Die Uni stellt allen Austauschstudenten ein Bett zur Verfuegung. Dies wird in der Regel mit einem lokalen Studenten geteilt. Die Zimmer sind relativ klein, vor allem fuer 2 Personen. 

Als Austauschstudent kann man prinzipiell ueberall unterkommen, da waeren: Chung Chi College (nah an der Metrostation-ein enormer Vorteil, dafuer auch die strengsten Regeln, 2-3 Personen pro Zimmer), New Asia (sieht nett aus, weit weg von der Metrostation, aber viele Busse, strenge Regeln, 2-3 Personen pro Zimmer), United College (ebenfalls weit weg, ein bisschen laxerer Umgang mit Regeln (2-3 Personen pro Zimmer), Shaw College (da war ich, sehr weit weg von der Metrostation, nur 3 Busse die Stunde, sehr laxer Umgang mit Regeln. 2 Personen pro Zimmer) und das I(nternational)- house (extrem weit weg von der Metrostation, 1 Bus die Stunde, eigentlich keine Regeln, 2-3 Personen pro Zimmer).

Selbstverstaendlich gibt es Reibstellen mit dem Mitbewohner, was sich kaum vermeiden laesst. Ich musste mir zum Beispiel nach 2 Wochen Ohropax zulegen, da mein Mitbewohner die Vorliebe hatte nachts zu arbeiten. Auch auf dem Flur war es nicht immer ruhig. 

Nach  dem ersten Semester konnte ich umziehen, da bei einem Freund der Zimmerkollege ausgezogen war. Die neue Wohnung war in Kowloon,der Stadt gegenueber von Hong Kong.
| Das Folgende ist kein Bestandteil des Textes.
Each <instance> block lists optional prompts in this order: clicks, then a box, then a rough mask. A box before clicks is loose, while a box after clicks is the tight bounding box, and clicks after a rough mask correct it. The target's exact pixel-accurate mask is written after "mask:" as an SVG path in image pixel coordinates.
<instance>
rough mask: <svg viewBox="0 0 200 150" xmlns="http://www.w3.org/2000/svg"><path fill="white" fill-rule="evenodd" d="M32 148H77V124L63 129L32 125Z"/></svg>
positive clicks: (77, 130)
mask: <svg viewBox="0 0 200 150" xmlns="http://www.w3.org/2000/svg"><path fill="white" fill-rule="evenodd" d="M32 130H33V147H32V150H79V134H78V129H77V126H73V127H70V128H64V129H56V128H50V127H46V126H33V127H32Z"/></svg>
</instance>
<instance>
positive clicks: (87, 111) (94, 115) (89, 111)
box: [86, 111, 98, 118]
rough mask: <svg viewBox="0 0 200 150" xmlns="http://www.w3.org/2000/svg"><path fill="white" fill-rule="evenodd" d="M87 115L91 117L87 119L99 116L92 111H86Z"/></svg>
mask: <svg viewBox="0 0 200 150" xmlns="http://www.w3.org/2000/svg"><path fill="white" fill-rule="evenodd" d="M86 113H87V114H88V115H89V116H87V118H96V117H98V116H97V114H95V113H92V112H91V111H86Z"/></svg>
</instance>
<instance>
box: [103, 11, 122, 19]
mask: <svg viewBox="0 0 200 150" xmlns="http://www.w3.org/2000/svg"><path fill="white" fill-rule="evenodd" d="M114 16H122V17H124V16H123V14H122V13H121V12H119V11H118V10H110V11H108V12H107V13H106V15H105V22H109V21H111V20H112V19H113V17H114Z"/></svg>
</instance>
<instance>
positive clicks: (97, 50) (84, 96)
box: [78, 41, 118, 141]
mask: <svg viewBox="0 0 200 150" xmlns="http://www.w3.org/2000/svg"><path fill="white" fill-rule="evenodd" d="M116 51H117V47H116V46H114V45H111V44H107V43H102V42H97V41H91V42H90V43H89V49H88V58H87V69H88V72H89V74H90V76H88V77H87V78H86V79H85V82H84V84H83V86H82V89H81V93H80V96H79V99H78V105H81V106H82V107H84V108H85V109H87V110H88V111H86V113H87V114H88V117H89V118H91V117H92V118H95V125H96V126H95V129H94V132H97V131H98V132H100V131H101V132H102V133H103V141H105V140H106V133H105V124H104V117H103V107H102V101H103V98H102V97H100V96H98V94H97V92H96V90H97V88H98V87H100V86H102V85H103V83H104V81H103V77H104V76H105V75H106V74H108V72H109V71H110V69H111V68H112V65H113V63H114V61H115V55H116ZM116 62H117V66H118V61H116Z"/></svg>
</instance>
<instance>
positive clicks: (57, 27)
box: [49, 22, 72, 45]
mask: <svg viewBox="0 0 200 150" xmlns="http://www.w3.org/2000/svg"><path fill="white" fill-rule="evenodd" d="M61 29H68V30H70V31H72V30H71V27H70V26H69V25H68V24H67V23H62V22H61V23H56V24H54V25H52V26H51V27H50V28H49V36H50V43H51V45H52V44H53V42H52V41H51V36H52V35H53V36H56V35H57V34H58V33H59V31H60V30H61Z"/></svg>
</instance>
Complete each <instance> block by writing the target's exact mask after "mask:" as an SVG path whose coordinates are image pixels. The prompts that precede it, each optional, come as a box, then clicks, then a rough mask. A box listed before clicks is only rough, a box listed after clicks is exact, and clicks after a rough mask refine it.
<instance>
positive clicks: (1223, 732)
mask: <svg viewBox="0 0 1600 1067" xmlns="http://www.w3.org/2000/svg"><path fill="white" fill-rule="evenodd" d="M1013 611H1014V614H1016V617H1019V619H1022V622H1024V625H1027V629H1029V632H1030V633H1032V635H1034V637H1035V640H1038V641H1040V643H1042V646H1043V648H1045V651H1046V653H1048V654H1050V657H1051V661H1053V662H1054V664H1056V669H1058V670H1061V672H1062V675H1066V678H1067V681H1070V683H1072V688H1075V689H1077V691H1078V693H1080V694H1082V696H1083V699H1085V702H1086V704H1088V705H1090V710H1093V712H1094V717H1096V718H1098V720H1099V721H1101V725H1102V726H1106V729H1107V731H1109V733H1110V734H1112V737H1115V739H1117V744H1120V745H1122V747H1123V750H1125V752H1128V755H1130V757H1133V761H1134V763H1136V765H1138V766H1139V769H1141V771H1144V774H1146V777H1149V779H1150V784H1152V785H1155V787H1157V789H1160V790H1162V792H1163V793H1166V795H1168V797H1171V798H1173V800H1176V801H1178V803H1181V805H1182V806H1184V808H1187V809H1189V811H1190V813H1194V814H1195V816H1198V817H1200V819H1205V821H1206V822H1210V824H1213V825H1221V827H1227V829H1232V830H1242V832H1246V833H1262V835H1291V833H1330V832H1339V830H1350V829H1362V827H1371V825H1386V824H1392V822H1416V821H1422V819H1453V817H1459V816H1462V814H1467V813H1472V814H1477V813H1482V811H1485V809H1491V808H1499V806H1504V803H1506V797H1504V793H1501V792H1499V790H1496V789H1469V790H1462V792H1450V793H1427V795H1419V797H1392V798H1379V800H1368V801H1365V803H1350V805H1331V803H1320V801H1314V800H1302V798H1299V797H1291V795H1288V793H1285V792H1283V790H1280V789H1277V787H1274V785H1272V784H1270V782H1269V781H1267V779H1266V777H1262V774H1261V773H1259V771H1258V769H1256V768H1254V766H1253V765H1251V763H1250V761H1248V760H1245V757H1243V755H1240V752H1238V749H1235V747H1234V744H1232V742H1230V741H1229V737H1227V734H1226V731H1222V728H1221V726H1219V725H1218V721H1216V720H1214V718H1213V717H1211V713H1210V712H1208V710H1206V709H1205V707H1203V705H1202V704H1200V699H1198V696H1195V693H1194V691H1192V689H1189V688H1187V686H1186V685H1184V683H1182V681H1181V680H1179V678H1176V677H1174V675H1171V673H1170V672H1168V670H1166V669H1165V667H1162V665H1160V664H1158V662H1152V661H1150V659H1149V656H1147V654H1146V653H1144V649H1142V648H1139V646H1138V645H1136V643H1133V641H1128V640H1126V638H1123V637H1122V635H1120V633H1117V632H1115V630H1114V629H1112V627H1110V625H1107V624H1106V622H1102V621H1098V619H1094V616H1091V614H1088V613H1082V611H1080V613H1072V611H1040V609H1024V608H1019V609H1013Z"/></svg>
Diese Wohnung war ebenfalls sehr klein, aber auch teuer (425Euro pro Monat). Es lohnt sich aber auf jeden Fall, falls man 2 Semester hier verbringt, die Zeit aufzuteilen. Die Chinese University ist wirklich extrem weit weg (ca. 1 Stunde vom Dorm bis nach Hong Kong), andererseit waere es sicher auch schade das Dormitory-Life zu verpassen. 

Universität

Der Universtiaetscampus ist zwar nicht riesig, liegt aber auf einem Huegel. Kombiniert mit der teilweise erbarmungslosen Hitze kann es schon muehsam werden von A nach B zu kommen (es gibt Busse, die Fahrplaene habe ich aber bis zum Schluss nicht 100% verstanden und manchmal sind sie einfach voll). 

Die Mandarin Kurse die ich besuchte (Level 1) waren erstklassig. Das Niveau ist anspruchsvoll, die Lehrer geben sich Muehe. Es ist fast wie in der Schule - beinahe jede Woche hatten wir einen Test der Vokabeln abfragte oder das Verstaendnis pruefte.

Biologie an der CUHK ist ganz anders strukturiert als an der UZH. So gibt es nicht nur Biologie, sondern auch Molekulare Biotechnologie, Zellulaere und Molekulare Biologie, Biochemie etc. Damit ich ueberhaupt eine Chance hatte meine Stundenplan zu fuellen, kombiniert mit der Regel, dass sich Kurse nicht ueberschneiden duerfen, musste ich aus sehr vielen verschienden Bachlelorstudiengaengen Faecher belegen. Dies ist normal, auch die lokalen Studenten nehmen gerne Module von anderen Faechern. 

Die Kurse werden so benotet dass man in der Regel problemlos besteht (ungleich zur UZH). In der Regel relativ zu anderen Studenten benotet wird (curved grading), sodass beispielsweise nur die besten 5% (aus einer Klasse von 20 ist das einer) eine A+ erhaelt. 

Die Kantinen sind oftmals sehr gewoehnungsbeduerftig. Dafuer sind die Preise unschlagbar. 

Leben/Freizeit

Das Leben ist guenstiger als in der Schweiz, vor allem weil Essen viel billiger ist. Als Student kann man quasi gratis das Bussystem und Metros in Hong Kong verwenden. Taxis sind ebenfalls sehr billig, die Rechnung ist eigentlich nie ueber 25CHF. 

Hong Kong besteht nicht nur aus Hochhaeusern. Es gibt erstaunlich schoene Straende, wunderschoene Wanderrouten, auf denen man komplett vergisst dass man in Hong Kong ist. 

Hong Kong hat einen riesigen Flughafen und Fluege sind in der Regel sehr billig. So kommt man problemlos fuer 100Euro auf die Philippinen, nach Shanghai oder Bangkok. Freizeit ist in Hong Kong eigentlich nie genug vorhanden, weil es einfach viel zu viel zu tun gibt.